It’s cool and damp in Washington. But that isn’t keeping President Barack Obama from getting in a round of golf. Intercepts will leave the inevitable presidential golfing jokes to others. But it’s worth noting Republican Sens. Saxby Chambliss of Georgia and Bob Corker of Tennessee will be part of Obama’s foursome. Both are advocates of the kind of “grand bargain” fiscal deal needed to lessen or totally replace planned cuts to national defense spending.

The unseasonably chilly conditions the trio and Democratic Sen. Mark Udall of Colorado will encounter provide a fitting metaphor for the grand-bargain issue, which they likely will discuss. After all, Senate Armed Services Committee Chairman Carl Levin, D-Mich., and Ranking Member James Inhofe, R-Okla., said Friday “there has been virtually no sign of movement toward a bipartisan agreement.”
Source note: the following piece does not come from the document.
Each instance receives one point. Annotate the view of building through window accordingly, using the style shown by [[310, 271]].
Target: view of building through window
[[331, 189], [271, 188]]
Each of Obama’s golfing partners has talked forcefully and passionately about striking a “grand bargain” accord this year. Is this the beginning of what experts say is the second-term president’s last chance to get a big fiscal bill through Congress?

Udall has said “everything” should be “on the table.” And Chambliss was considered the GOP leader of the so-called “gang of six,” a group of three Republican and three Democratic senators that has since 2011 floated “grand bargain” options.

Corker is a confidant of Senate Minority Leader Mitch McConnell, R-Ky. He told Defense News in late March that congressional Republicans and Obama need to reach a “grand bargain” this summer for it to actually become law and deal with twin $500 billion, decade-spanning cuts to planned defense and domestic spending:

“I think the next four months are really important because of the momentum that we have. I think we have to get some kind of agreement in that time to get a real plan in place this year.”

Corker and other Republican senators have said for months there are many fiscal and spending issues on which they and Obama agree. It’s likely those things will come up in between drives, chip shots, puts, and the occasional friendly mulligan.